The Fifth Circuit also discounted the Bankruptcy Court's finding that Cadle had acted in bad faith in causing BNM to attempt to withdraw from representing the Trustee. The court wrote:
Again, the bankruptcy court’s mere suspicions do not add up to clear and convincing evidence of Cadle’s bad faith. Cadle’s “instructing” BNM not to incur certain litigation expenses suggests disagreement between Cadle and BNM regarding litigation strategy and expense allocation in the avoidance action, but does not constitute clear and convincing evidence of Cadle’s bad faith. Fifth Circuit Opinion p. 11. This seems self-serving to me. Cadle had an undisclosed agreement with its attorneys who were representing the trustee. Cadle breached that agreement. As a result, the trustee's lawyers attempted to withdraw. While the court characterized this as a "disagreement between Cadle and BNM regarding litigation strategy," the larger question remains: why was Cadle directing the litigation strategy pursued by the Trustee's lawyers?

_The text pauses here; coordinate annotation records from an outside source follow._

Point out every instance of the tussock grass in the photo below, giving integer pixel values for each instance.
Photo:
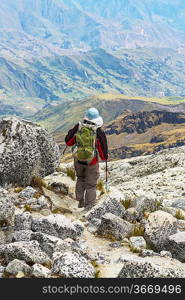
(100, 187)
(126, 203)
(180, 215)
(38, 182)
(71, 173)
(138, 230)
(18, 189)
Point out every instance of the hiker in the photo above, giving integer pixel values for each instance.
(89, 141)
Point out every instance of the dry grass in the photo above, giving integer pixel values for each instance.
(71, 173)
(126, 203)
(100, 187)
(138, 230)
(38, 182)
(180, 215)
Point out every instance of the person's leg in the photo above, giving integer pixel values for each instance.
(91, 177)
(80, 184)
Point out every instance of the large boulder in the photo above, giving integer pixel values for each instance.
(72, 265)
(16, 266)
(150, 267)
(30, 252)
(114, 227)
(176, 245)
(109, 203)
(57, 225)
(159, 226)
(26, 150)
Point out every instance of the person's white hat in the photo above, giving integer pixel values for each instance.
(92, 115)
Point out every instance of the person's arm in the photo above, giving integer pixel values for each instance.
(70, 138)
(102, 144)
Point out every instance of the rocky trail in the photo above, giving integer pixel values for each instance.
(136, 229)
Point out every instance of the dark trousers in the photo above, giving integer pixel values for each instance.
(87, 177)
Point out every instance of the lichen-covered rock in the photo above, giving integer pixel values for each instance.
(26, 150)
(27, 193)
(110, 203)
(23, 221)
(30, 252)
(114, 227)
(79, 227)
(146, 204)
(176, 245)
(137, 243)
(179, 203)
(57, 225)
(7, 210)
(40, 271)
(150, 267)
(16, 266)
(47, 242)
(21, 235)
(72, 265)
(159, 226)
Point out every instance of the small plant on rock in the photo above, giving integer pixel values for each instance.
(38, 182)
(100, 187)
(71, 173)
(179, 215)
(126, 203)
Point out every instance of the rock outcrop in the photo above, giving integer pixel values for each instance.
(26, 150)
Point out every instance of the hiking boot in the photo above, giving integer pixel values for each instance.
(81, 204)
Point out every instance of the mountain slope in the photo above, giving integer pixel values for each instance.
(57, 77)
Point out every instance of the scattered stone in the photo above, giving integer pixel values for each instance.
(72, 265)
(113, 226)
(7, 210)
(27, 150)
(60, 187)
(148, 252)
(30, 252)
(27, 193)
(47, 242)
(23, 221)
(115, 245)
(57, 225)
(16, 266)
(130, 215)
(137, 243)
(57, 202)
(176, 245)
(159, 226)
(179, 203)
(146, 204)
(40, 271)
(150, 267)
(110, 203)
(21, 235)
(79, 227)
(165, 254)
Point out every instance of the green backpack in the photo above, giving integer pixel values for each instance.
(86, 144)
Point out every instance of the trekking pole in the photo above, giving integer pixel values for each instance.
(106, 170)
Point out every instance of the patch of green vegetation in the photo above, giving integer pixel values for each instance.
(100, 187)
(126, 203)
(138, 230)
(180, 215)
(38, 182)
(71, 173)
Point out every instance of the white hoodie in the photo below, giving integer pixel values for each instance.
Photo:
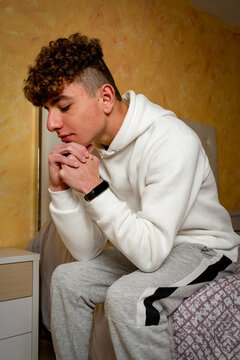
(162, 193)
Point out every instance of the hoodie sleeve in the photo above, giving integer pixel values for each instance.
(80, 234)
(173, 179)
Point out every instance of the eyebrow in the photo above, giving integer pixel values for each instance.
(59, 98)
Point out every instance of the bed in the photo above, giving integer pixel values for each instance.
(205, 326)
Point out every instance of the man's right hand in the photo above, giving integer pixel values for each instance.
(59, 156)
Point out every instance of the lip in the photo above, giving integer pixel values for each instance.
(65, 138)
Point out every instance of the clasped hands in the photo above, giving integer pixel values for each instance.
(72, 165)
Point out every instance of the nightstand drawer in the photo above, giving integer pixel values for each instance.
(15, 280)
(16, 348)
(16, 317)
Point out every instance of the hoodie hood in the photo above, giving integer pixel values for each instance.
(140, 115)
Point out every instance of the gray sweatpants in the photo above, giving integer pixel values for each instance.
(137, 304)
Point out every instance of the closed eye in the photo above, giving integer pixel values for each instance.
(65, 108)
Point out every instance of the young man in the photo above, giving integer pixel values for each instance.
(152, 194)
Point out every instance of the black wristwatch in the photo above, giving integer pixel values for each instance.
(96, 191)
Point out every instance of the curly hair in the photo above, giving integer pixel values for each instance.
(64, 61)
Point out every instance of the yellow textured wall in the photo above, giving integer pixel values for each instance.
(176, 54)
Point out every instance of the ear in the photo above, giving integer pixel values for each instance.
(107, 97)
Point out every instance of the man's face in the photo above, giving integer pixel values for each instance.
(75, 116)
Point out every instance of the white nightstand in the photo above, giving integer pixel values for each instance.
(19, 296)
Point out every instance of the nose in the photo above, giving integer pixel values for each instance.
(54, 121)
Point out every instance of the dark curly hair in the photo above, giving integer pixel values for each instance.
(64, 61)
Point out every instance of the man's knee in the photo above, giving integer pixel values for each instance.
(61, 275)
(116, 300)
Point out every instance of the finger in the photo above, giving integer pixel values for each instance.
(61, 159)
(79, 151)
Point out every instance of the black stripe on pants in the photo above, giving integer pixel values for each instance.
(152, 314)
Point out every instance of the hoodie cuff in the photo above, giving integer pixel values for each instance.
(63, 200)
(102, 205)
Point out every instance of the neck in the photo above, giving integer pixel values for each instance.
(114, 122)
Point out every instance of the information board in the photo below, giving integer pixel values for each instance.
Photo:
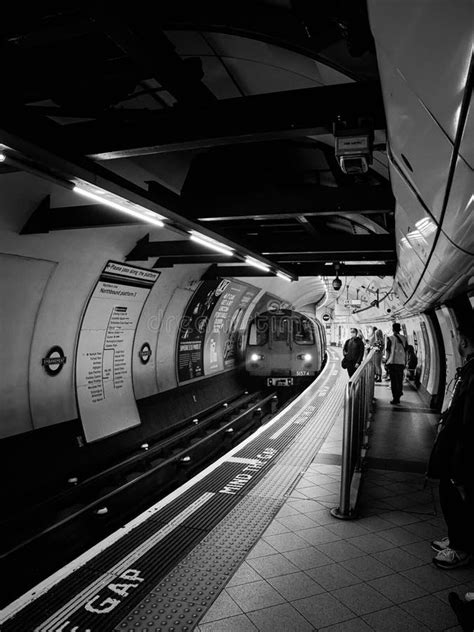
(104, 386)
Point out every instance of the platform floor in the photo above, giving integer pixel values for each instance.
(250, 543)
(310, 571)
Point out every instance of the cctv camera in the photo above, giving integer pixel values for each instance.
(352, 165)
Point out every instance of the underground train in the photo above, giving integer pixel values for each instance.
(285, 348)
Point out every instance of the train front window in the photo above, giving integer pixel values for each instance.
(303, 332)
(258, 332)
(281, 329)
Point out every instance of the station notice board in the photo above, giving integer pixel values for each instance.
(104, 385)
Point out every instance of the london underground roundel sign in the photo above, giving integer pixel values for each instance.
(54, 360)
(145, 353)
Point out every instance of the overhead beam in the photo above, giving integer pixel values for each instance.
(375, 255)
(176, 251)
(336, 247)
(45, 219)
(304, 269)
(151, 50)
(39, 146)
(293, 113)
(289, 202)
(336, 244)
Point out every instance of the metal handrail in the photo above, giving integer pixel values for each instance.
(358, 397)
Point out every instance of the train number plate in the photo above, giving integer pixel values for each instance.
(279, 381)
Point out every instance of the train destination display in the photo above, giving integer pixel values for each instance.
(104, 385)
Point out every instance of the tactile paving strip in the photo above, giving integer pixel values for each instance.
(294, 439)
(184, 595)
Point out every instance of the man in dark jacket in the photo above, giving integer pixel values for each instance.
(395, 354)
(353, 352)
(452, 461)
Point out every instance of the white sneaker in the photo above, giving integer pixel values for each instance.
(450, 558)
(441, 544)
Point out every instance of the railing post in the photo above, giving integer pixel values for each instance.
(358, 397)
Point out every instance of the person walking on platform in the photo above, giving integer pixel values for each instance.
(376, 342)
(395, 354)
(452, 462)
(353, 353)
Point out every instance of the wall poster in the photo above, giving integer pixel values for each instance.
(221, 341)
(192, 330)
(104, 386)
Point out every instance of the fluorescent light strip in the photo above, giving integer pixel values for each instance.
(257, 264)
(210, 243)
(145, 215)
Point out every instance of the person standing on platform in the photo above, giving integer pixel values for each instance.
(452, 462)
(353, 352)
(396, 359)
(376, 342)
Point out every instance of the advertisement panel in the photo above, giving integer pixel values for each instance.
(104, 388)
(192, 331)
(221, 340)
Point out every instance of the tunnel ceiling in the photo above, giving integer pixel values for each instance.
(228, 106)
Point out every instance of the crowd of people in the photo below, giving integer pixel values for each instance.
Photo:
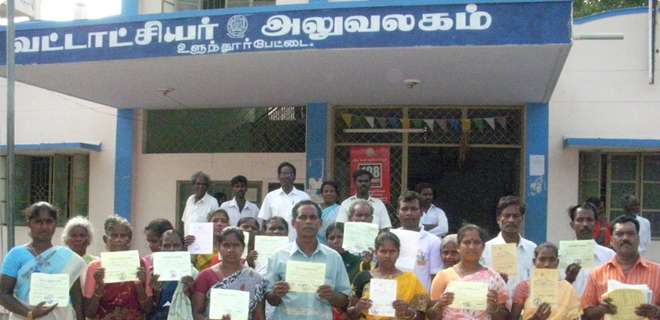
(444, 265)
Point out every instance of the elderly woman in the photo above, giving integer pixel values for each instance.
(229, 274)
(78, 235)
(40, 256)
(129, 300)
(471, 245)
(449, 251)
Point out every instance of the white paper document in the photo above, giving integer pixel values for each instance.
(49, 288)
(120, 266)
(382, 293)
(171, 266)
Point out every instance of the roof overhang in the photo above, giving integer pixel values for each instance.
(44, 149)
(608, 144)
(348, 53)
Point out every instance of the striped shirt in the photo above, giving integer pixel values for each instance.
(643, 272)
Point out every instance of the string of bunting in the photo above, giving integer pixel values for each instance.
(458, 125)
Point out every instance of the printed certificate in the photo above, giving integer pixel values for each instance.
(305, 276)
(120, 266)
(382, 293)
(578, 251)
(544, 285)
(171, 266)
(203, 232)
(505, 259)
(266, 245)
(409, 247)
(49, 288)
(469, 295)
(229, 302)
(359, 236)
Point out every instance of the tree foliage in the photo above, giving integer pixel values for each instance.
(582, 8)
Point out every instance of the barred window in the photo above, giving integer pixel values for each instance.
(272, 129)
(612, 176)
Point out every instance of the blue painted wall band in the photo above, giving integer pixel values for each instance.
(537, 124)
(125, 141)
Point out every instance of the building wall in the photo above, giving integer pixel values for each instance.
(603, 91)
(43, 116)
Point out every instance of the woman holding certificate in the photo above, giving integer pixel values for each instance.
(229, 274)
(108, 296)
(410, 299)
(568, 307)
(469, 290)
(220, 220)
(24, 294)
(172, 298)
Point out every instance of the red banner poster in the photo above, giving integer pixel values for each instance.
(377, 161)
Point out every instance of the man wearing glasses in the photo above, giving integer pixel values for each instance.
(280, 202)
(200, 204)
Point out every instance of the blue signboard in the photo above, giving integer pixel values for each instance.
(484, 24)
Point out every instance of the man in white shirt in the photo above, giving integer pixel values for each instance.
(280, 202)
(362, 179)
(200, 204)
(428, 261)
(434, 219)
(583, 222)
(631, 208)
(239, 207)
(510, 216)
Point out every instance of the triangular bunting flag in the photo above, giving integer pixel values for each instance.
(394, 123)
(347, 118)
(442, 123)
(382, 122)
(429, 123)
(479, 123)
(455, 125)
(467, 125)
(370, 120)
(501, 121)
(491, 122)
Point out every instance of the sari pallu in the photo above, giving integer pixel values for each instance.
(244, 280)
(56, 260)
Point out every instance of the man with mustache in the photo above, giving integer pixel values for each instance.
(510, 213)
(631, 209)
(428, 261)
(239, 207)
(583, 221)
(280, 202)
(628, 267)
(362, 179)
(334, 292)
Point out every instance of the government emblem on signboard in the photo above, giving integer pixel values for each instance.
(236, 26)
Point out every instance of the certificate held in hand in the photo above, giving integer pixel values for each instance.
(305, 276)
(120, 266)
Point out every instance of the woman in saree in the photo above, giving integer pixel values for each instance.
(40, 256)
(220, 219)
(154, 231)
(172, 298)
(471, 245)
(77, 235)
(229, 274)
(329, 207)
(128, 300)
(411, 297)
(569, 307)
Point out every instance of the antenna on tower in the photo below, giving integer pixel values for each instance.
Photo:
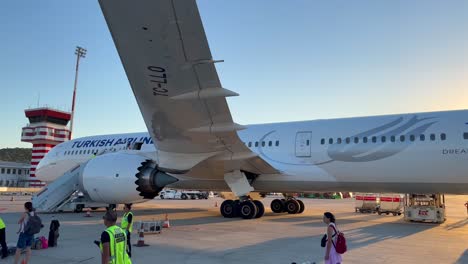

The very point relied upon by the Fifth Circuit seems to support the Bankruptcy Court's conclusion rather than undermine it.
Finally, the Fifth Circuit discounted the finding that BNM had acted as Cadle's agent due to the fact that BNM's engagement agreement with the Trustee said that the Trustee was BNM's sole client in the avoidance action. The ultimate question in the case is whether BNM was serving Cadle at the expense of the Trustee. As a result, a statement in an engagement agreement standing alone should not have resolved the issue. Further, it was undisputed that BNM had represented Cadle in the bankruptcy case before, during and after its representation of the Trustee. Most importantly, while Cadle and the Trustee were adverse, BNM was sending Cadle its unredacted invoices for work on behalf of the Trustee and also billed Cadle for a lengthy conversation about how Cadle should react to the Trustee. See Bankruptcy Court opinion, p. 41. As a result, the factual finding that BNM was Cadle's agent should have been given more deference.
Final Thoughts
This case is probably a one-off decision that will probably be limited to its facts. The Fifth Circuit obviously felt that the Bankruptcy Court went too far in punishing Cadle for its lawyer's actions. While they had to reach to get there (in my opinion), I don't think this signals a trend in appellate hostility toward Bankruptcy Court fact finding. I also don't think the opinion shows any favoritism towards the Cadle Company since the Fifth Circuit has demonstrated that it is willing to rule against Cadle on a regular basis. Nevertheless, I do think the Court dropped the ball on this one and owes Judge Jernigan an apology.